The pictures bear the aesthetic stamp of the ‘20s and ‘30s, Molinier’s formative years, but they are products of a more radicalized, permissive era. In the montages, the most interesting works, he doubles and triples his limbs, turning himself into the love-child of Hans Bellmer’s fetishistic doll and a multi-armed Hindu goddess.

Schmidt draws, beautifully, in pencil and colored pencil, with a Surrealist-tinged montage sensibility, joining the incongruous and impossible into compelling unities.
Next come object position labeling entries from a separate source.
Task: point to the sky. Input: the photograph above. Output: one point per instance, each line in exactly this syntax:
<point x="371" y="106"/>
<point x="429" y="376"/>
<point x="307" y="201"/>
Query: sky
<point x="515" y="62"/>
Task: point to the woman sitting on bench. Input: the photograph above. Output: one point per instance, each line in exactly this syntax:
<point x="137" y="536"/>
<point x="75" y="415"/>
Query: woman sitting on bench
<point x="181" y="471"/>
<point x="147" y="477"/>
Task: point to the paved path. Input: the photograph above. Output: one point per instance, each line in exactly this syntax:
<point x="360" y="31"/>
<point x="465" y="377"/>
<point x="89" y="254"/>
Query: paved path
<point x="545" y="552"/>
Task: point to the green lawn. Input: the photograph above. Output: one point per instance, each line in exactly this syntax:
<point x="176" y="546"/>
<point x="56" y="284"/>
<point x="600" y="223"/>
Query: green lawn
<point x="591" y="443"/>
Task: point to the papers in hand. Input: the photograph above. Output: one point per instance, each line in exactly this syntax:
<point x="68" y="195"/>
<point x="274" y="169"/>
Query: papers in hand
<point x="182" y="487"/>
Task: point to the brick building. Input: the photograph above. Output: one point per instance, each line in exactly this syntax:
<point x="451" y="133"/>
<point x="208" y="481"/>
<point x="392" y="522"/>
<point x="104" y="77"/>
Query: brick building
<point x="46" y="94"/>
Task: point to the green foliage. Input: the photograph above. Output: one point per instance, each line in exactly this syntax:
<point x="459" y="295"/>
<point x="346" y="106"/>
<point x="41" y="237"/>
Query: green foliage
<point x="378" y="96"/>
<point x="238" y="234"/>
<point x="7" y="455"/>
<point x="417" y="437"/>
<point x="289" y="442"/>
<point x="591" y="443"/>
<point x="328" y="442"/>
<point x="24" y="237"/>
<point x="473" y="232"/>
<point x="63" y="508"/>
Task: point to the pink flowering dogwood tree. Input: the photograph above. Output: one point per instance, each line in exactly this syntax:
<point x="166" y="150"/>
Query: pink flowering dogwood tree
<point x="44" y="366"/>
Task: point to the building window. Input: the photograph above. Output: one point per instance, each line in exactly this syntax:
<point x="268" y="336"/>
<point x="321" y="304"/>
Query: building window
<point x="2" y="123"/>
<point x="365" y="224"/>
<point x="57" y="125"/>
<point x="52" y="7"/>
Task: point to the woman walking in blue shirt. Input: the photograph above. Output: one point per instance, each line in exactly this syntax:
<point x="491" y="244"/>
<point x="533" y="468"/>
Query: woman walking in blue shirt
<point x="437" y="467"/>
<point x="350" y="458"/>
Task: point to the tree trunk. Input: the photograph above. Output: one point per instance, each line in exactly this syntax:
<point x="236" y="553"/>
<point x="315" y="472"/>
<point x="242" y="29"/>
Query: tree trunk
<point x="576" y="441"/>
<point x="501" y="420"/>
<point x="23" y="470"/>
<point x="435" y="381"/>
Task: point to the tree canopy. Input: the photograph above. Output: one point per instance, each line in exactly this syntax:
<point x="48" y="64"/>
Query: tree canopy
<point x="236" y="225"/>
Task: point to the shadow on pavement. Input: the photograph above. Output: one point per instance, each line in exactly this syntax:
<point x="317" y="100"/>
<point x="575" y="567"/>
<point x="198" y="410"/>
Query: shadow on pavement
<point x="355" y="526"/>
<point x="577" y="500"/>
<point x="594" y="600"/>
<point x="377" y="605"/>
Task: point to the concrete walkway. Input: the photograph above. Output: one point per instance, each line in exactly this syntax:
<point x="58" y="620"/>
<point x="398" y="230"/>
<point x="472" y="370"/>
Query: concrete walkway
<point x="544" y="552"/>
While Molinier’s hybrid visions serve as two-dimensional wish-fulfilment and take themselves exceedingly seriously, Schmidt’s feel lighter, more like speculative play--flowers with nipples at their center, for instance, or a loop of conjoined lips, one orifice multiplied to hint at another.

Forms that repeat and can be read as something else are central to Schmidt’s sly appeal. One of the simplest and most wonderfully unnerving of her drawings features faithful depictions of nine disembodied belly buttons, each one also mistakable for an eye, hooded clitoris, or some other, unknown bodily fold.

Schmidt and Molinier both traffic in the art of transformation, in the surpassing of conventional, biological boundaries. Their imagery fuels and is fueled by an expansion of sensual and sexual possibility--whether it is Schmidt giving a hand ten fingers or envisioning a blossom of ears, or Molinier marrying parts male and female, artificial and real.

Two of Schmidt’s drawings here riff on Rorschach blots, specifically the notion that we see what we want to see. Both artists make explicit and visible what they want to see. Neither, I’d guess, would mind calling that an act of self-pleasuring.